Conclusão sobre o que estuda a Sociologia

Por fim, a Sociologia é uma ciência que estuda como a sociedade realmente é, em sua essência, e não como deveria ser. Por isso ela se torna tão esclarecedora e eficiente no momento em que as questões mais lógicas são postas à mesa e, mesmo com a obviedade, não conseguimos explicá-las sem a existência de um prévio estudo aprofundado, feito tanto por sociólogos renomados, quanto por pessoas comuns, que criam a consciência sociológica e as colocam em prática, em questões complicadas ou banais do dia a dia.

O QUE É SOCIOLOGIA?

Sociologia, o que é?
Já vimos o que a Sociologia estuda, bem como o Surgimento da mesma, mas afinal, o que é Sociologia? E qual é a sua importância? É a respeito destes questionamentos que iremos nos debruçar no tópico de hoje, com o intuito de esclarecer ao leitor, também a abrangência desta importante ciência social.
A Sociologia, nada mais é, do que um estudo das relações que os seres humanos fazem durante a vida, sejam elas consistentes ou inconsistentes, que durem anos ou dias, que sejam verdadeiras ou mascaradas.
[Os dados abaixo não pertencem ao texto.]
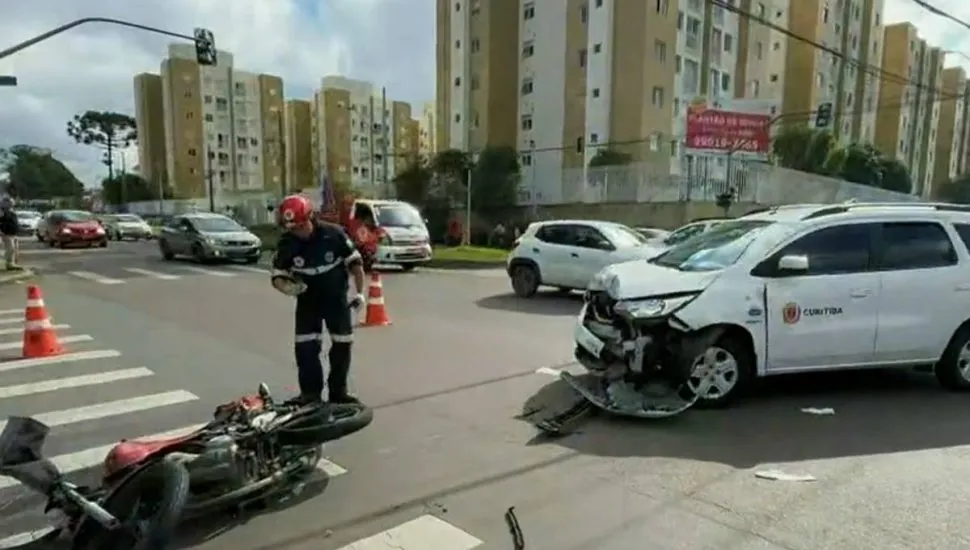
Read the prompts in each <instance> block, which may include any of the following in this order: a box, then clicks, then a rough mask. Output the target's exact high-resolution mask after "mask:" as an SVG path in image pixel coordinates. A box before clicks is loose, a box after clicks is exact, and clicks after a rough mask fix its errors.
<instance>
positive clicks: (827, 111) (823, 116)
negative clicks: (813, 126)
mask: <svg viewBox="0 0 970 550" xmlns="http://www.w3.org/2000/svg"><path fill="white" fill-rule="evenodd" d="M831 124H832V104H831V103H819V105H818V109H816V110H815V127H816V128H828V127H829V126H830V125H831Z"/></svg>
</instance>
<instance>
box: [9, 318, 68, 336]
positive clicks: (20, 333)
mask: <svg viewBox="0 0 970 550" xmlns="http://www.w3.org/2000/svg"><path fill="white" fill-rule="evenodd" d="M20 322H21V323H23V320H21V321H20ZM51 328H52V329H54V330H67V329H69V328H71V325H51ZM23 332H24V329H23V327H18V328H0V336H4V335H7V334H23Z"/></svg>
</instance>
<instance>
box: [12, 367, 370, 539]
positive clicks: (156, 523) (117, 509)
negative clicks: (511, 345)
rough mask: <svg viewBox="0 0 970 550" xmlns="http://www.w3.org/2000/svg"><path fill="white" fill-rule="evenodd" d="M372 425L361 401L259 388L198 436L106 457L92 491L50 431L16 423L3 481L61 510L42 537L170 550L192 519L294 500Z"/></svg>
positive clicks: (32, 419)
mask: <svg viewBox="0 0 970 550" xmlns="http://www.w3.org/2000/svg"><path fill="white" fill-rule="evenodd" d="M372 420H373V411H372V410H371V409H370V408H368V407H367V406H365V405H360V404H353V405H330V404H326V403H321V404H314V405H309V406H307V405H300V404H295V403H289V402H283V403H277V402H276V401H274V400H273V398H272V396H271V395H270V391H269V388H268V387H266V385H265V384H260V387H259V392H258V393H257V394H255V395H248V396H244V397H242V398H240V399H237V400H235V401H233V402H231V403H226V404H224V405H221V406H219V407H218V408H216V411H215V414H214V418H213V419H212V421H211V422H209V423H208V424H206V425H205V426H203V427H201V428H199V429H198V430H196V431H193V432H191V433H188V434H185V435H182V436H179V437H174V438H168V439H158V440H131V441H125V440H123V441H121V442H120V443H118V444H117V445H116V446H115V447H114V448H113V449H112V450H111V451H110V452H109V453H108V456H107V457H106V458H105V461H104V477H103V480H102V484H101V486H100V487H97V488H90V487H81V486H77V485H74V484H72V483H70V482H69V481H67V480H66V479H64V477H63V475H62V474H61V473H60V472H58V470H57V468H56V467H55V466H54V465H53V464H51V463H50V462H49V461H47V460H45V459H44V458H43V456H42V452H41V450H42V447H43V443H44V439H45V438H46V436H47V433H48V430H49V429H48V428H47V426H45V425H44V424H42V423H40V422H38V421H36V420H33V419H30V418H22V417H13V418H10V419H9V420H8V422H7V425H6V428H5V429H4V431H3V433H2V434H0V475H5V476H9V477H12V478H14V479H16V480H18V481H20V482H21V483H23V484H24V485H25V486H26V487H29V488H31V489H34V490H36V491H38V492H40V493H42V494H44V495H45V496H46V497H47V499H48V502H47V507H46V508H45V512H50V511H59V512H60V516H61V520H60V521H59V522H58V523H57V524H56V525H53V526H52V527H51V529H50V531H48V532H47V533H46V534H44V535H43V537H42V538H43V540H53V539H56V538H59V537H65V536H66V537H69V538H70V540H71V548H72V550H130V549H134V548H139V549H144V550H164V549H165V548H167V547H168V545H169V544H170V542H171V540H172V538H173V536H174V531H175V528H176V527H177V525H178V523H179V522H180V521H182V520H184V519H186V518H187V517H190V516H195V515H200V514H205V513H208V512H212V511H217V510H220V509H226V508H231V507H240V506H245V505H246V504H249V503H254V502H266V501H267V500H269V499H272V498H274V497H283V496H286V495H288V494H290V493H291V492H292V490H293V488H294V487H295V486H298V485H299V484H301V483H302V482H303V481H304V480H306V478H307V476H308V475H309V474H310V473H311V472H313V471H314V470H315V469H316V465H317V463H318V462H319V461H320V459H321V458H323V443H325V442H327V441H333V440H336V439H340V438H341V437H344V436H346V435H349V434H352V433H354V432H357V431H359V430H362V429H363V428H365V427H367V426H368V425H369V424H370V423H371V421H372ZM36 542H37V541H36V540H33V541H31V544H34V543H36Z"/></svg>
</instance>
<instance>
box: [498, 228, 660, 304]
mask: <svg viewBox="0 0 970 550" xmlns="http://www.w3.org/2000/svg"><path fill="white" fill-rule="evenodd" d="M661 252H663V250H662V249H660V248H658V247H654V246H650V245H649V244H648V243H647V239H646V238H644V236H643V235H641V234H640V233H638V232H637V231H635V230H633V229H631V228H629V227H627V226H625V225H623V224H619V223H615V222H607V221H595V220H557V221H547V222H536V223H533V224H531V225H529V227H527V228H526V230H525V233H523V235H522V236H521V237H519V238H518V239H517V240H516V242H515V248H514V249H513V250H512V252H511V253H510V254H509V257H508V262H507V269H508V274H509V278H510V279H511V282H512V289H513V290H514V291H515V293H516V294H517V295H519V296H521V297H523V298H529V297H532V296H533V295H535V293H536V290H537V289H538V288H539V287H540V286H551V287H555V288H558V289H560V290H574V289H576V290H584V289H585V288H586V285H587V283H588V282H589V280H590V279H591V278H592V277H593V275H595V274H596V273H598V272H599V271H600V270H601V269H603V268H604V267H606V266H608V265H612V264H615V263H620V262H625V261H629V260H636V259H639V258H644V259H647V258H652V257H654V256H657V255H659V254H660V253H661Z"/></svg>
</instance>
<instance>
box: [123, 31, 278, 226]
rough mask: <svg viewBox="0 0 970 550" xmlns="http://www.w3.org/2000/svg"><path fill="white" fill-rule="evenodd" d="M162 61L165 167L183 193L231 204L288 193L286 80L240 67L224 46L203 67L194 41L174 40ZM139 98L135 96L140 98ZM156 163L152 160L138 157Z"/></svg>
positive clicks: (185, 197) (199, 197)
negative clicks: (256, 196)
mask: <svg viewBox="0 0 970 550" xmlns="http://www.w3.org/2000/svg"><path fill="white" fill-rule="evenodd" d="M168 53H169V57H168V58H167V59H165V60H164V61H163V62H162V65H161V75H160V78H161V81H162V112H163V113H164V129H165V130H164V132H165V152H164V154H165V167H166V174H167V175H168V177H169V183H170V185H171V186H172V188H173V189H174V191H175V193H176V196H178V197H179V198H208V197H209V196H210V190H211V193H212V195H213V198H214V200H215V203H216V204H217V206H220V207H221V206H228V205H234V204H237V203H239V202H240V201H242V200H246V198H247V197H248V196H252V195H255V194H259V195H267V196H277V195H279V194H280V193H281V192H282V191H283V184H284V182H283V171H284V163H283V154H284V151H283V150H284V146H283V137H284V132H283V116H284V112H283V111H284V109H283V81H282V79H280V78H279V77H276V76H272V75H265V74H255V73H250V72H245V71H238V70H235V69H234V68H233V57H232V54H230V53H228V52H219V54H218V64H217V65H214V66H200V65H199V64H198V63H196V61H195V49H194V47H193V46H192V45H191V44H172V45H171V46H169V52H168ZM137 103H138V101H137V100H136V104H137ZM139 163H140V164H141V165H142V166H153V165H155V164H156V163H157V160H156V159H153V158H141V157H140V158H139Z"/></svg>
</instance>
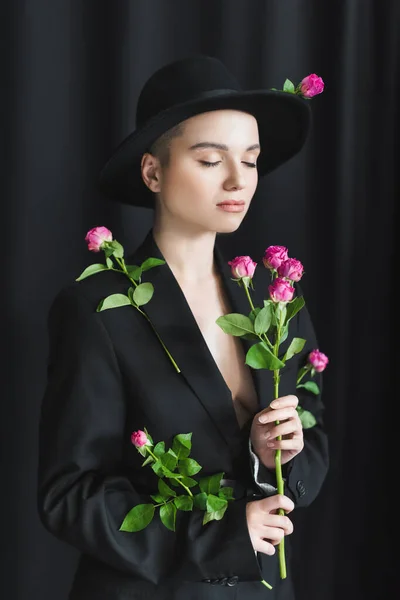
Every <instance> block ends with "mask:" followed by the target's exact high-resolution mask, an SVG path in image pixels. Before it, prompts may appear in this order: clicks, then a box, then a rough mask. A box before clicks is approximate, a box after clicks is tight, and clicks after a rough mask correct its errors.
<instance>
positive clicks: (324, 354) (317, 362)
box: [308, 350, 329, 373]
mask: <svg viewBox="0 0 400 600" xmlns="http://www.w3.org/2000/svg"><path fill="white" fill-rule="evenodd" d="M308 362H309V363H310V364H311V365H312V366H313V367H314V369H315V370H316V371H317V373H321V372H322V371H323V370H324V369H325V367H326V365H327V364H328V362H329V359H328V357H327V356H326V354H324V353H323V352H320V351H319V350H312V351H311V352H310V354H309V355H308Z"/></svg>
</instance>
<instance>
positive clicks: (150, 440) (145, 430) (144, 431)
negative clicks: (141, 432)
mask: <svg viewBox="0 0 400 600" xmlns="http://www.w3.org/2000/svg"><path fill="white" fill-rule="evenodd" d="M143 431H144V432H145V434H146V436H147V439H148V440H149V442H150V444H151V445H152V446H154V442H153V438H152V437H151V435H150V434H149V432H148V431H147V429H146V427H143Z"/></svg>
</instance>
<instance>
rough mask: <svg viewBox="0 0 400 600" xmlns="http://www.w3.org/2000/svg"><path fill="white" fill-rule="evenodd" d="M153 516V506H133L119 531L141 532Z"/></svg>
mask: <svg viewBox="0 0 400 600" xmlns="http://www.w3.org/2000/svg"><path fill="white" fill-rule="evenodd" d="M153 516H154V504H138V505H137V506H134V507H133V508H132V509H131V510H130V511H129V512H128V514H127V515H126V517H125V519H124V520H123V522H122V525H121V527H120V528H119V531H141V530H142V529H144V528H145V527H147V525H149V523H151V521H152V519H153Z"/></svg>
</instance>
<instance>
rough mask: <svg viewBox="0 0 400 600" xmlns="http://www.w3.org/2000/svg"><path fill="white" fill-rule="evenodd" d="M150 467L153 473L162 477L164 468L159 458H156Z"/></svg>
mask: <svg viewBox="0 0 400 600" xmlns="http://www.w3.org/2000/svg"><path fill="white" fill-rule="evenodd" d="M151 468H152V469H153V471H154V473H155V474H156V475H158V476H159V477H164V474H165V471H164V468H163V466H162V464H161V462H160V461H159V460H157V461H156V462H154V463H153V464H152V465H151Z"/></svg>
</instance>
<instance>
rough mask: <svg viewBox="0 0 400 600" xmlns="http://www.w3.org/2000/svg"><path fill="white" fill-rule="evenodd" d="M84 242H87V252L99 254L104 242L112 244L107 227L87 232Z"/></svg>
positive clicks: (111, 241)
mask: <svg viewBox="0 0 400 600" xmlns="http://www.w3.org/2000/svg"><path fill="white" fill-rule="evenodd" d="M85 242H88V248H89V250H91V251H92V252H99V251H100V250H101V248H102V247H103V244H104V242H112V233H111V231H110V230H109V229H107V227H93V229H90V230H89V231H88V232H87V234H86V237H85Z"/></svg>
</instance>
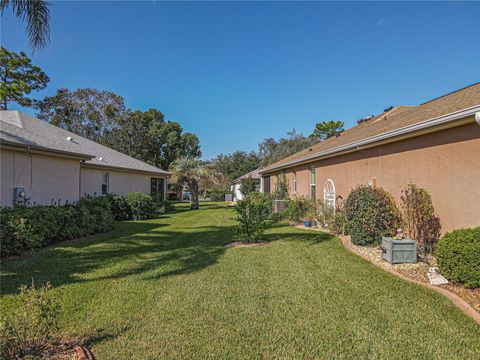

É de seu interesse analisar e verificar o comportamento humano diante das mais diversas situações que ocorrem diariamente, tentando buscar explicações para os fenômenos sociais da vida em comunidade.



Ramificações da Sociologia
Dentro de toda sua complexidade, a Sociologia tem algumas ramificações, que tratam de um setor específico do estudo, podendo assim, facilitar o entendimento das questões. Um dos ramos que esta ciência compreende é a Demografia, que trata da dinâmica populacional humana, o qual tem por seu objeto de estudo, a estrutura, distribuição, dimensão e estatísticas da população.  A partir da década de 70, a preocupação com o meio ambiente só veio a aumentar, tendo uma necessidade maior de estudos que analisassem a situação. Para isso, foi criada a Sociologia Ambiental, que tem ligação nas interações ambientais da vida em sociedade.


Já nas empresas, a análise das relações sociais é muito importante, pois garante um bom relacionamento com os colegas de profissão e seus chefes, trazendo benefícios para quem trabalha e, também, ao consumidor. E, como ter um emprego fixo, hoje em dia, é uma das conquistas mais almejadas entre os indivíduos que compõem o meio social, surge a Sociologia Industrial e a Sociologia do Trabalho, capazes de explicar as mudanças estruturais que houveram com o passar do tempo. A Sociologia da Administração e a Sociologia das Organizações, em suma, garantem que os princípios e teorias sejam colocados em prática corretamente no que tange o ambiente de trabalho.